Plusieurs mois après leur interpellation pour détention de cannabis, 3 mineurs étaient convoqués début octobre par un commissariat de l’agglomération nantaise pour un rappel à la loi. Aucun courrier n’a été adressé aux familles, le seul motif évoqué par téléphone étant celui d’une « audition ».
Des trois mineurs interpellés, le seul qui s’est pour l’instant rendu au commissariat s’y est vu réclamer un échantillon d’ADN, à la surprise des parents des mineurs mis en cause. Ils redoutent le fichage de leurs fils, qui n’avaient que 16 ans au moment des faits et ils entament, déterminés, ce qui peut se transformer en un calvaire judiciaire.
Ils sont loin d’être les seuls dans ce cas : selon la Commission Nationale de l’informatique et des libertés (CNIL), le Fichier National automatisé des Empreintes Génétiques (FNAEG) comprend aujourd’hui le profil de plus de deux millions d’individus. Dans ce fichier, les traces des non-condamnés, comme nos interpellés dans ce cas, sont conservées 25 ans, 40 ans pour les personnes condamnées.
La création de ce fichier par la loi Guigou de 1998, intervient dans un climat national et européen favorable : elle était encouragée depuis 1997 par une résolution du Conseil de l’UE Les prélèvements ADN étant déjà très utilisée au Royaume-Uni et 6 mois avant avait eu lieu l’arrestation du tueur en série Guy Georges, confondu grâce à son ADN.

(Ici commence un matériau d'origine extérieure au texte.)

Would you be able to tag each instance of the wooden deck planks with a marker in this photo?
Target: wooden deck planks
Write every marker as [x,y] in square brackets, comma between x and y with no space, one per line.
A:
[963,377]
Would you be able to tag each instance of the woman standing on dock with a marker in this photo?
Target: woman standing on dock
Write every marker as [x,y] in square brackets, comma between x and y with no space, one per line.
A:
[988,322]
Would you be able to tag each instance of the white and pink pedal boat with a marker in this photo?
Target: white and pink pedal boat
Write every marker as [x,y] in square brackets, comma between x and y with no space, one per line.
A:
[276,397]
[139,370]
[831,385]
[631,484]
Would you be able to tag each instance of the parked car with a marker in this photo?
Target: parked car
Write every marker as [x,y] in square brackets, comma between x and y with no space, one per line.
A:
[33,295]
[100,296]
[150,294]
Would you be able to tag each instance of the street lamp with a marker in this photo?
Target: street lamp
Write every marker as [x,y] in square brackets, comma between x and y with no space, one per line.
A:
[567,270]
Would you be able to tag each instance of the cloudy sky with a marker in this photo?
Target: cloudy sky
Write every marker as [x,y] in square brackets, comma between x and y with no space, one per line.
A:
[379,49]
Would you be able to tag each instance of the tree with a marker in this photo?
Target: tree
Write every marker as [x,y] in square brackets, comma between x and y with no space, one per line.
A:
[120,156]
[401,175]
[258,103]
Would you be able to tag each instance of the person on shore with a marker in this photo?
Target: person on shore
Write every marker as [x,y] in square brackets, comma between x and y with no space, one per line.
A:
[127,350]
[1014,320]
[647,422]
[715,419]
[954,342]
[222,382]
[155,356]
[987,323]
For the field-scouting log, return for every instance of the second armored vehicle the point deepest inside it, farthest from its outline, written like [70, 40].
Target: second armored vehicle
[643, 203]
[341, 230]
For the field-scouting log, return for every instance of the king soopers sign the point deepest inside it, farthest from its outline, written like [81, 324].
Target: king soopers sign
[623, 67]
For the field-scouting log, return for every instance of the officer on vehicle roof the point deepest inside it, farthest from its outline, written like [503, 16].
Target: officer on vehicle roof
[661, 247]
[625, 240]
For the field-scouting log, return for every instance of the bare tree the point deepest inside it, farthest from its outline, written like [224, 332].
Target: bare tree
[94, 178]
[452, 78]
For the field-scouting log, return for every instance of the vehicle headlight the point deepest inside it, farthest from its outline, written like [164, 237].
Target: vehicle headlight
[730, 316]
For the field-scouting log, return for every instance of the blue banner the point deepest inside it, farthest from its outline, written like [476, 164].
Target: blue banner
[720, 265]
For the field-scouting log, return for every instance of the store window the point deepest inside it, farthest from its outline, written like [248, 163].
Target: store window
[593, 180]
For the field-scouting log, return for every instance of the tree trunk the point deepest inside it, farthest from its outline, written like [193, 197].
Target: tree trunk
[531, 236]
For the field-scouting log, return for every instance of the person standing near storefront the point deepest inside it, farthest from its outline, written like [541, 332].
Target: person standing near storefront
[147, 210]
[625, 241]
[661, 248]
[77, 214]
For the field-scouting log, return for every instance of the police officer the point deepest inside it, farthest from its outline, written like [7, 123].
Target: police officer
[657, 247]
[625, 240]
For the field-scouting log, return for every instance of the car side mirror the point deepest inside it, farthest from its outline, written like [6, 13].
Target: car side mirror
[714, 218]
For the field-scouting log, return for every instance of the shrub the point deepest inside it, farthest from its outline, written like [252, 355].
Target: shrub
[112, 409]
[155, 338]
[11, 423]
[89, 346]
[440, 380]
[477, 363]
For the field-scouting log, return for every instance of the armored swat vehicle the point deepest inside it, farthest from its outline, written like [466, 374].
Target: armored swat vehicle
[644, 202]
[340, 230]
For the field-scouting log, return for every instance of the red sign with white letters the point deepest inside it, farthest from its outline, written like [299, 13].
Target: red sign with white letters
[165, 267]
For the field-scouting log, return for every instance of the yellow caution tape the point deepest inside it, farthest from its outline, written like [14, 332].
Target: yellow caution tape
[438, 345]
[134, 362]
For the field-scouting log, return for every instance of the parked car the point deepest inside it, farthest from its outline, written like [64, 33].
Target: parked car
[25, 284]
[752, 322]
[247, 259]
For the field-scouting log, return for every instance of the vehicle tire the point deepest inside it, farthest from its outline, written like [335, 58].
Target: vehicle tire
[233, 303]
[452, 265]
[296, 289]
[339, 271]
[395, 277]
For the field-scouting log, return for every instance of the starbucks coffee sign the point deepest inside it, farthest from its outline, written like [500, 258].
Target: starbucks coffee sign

Sous Jospin, la loi Vaillant en 2001 sur la « sécurité quotidienne » élargissait le fichier aux auteurs d’atteintes graves, ce fichier ne comportait alors que 4369 profils génétiques d’individus dont 70% était condamnés. C’est à partir de 2003 et la loi « sécurité intérieure » dite « loi Sarkozy » que le volume d’enregistrement a crû de manière exponentielle, le fichier étant élargi aux simples délits (vol, tag, arrachage d’OGM, usage et détention de cannabis…). Aujourd’hui, 137 infractions peuvent justifier un prélèvement ADN à l’exception notable de la délinquance routière et de la délinquance financière, curieusement oubliées.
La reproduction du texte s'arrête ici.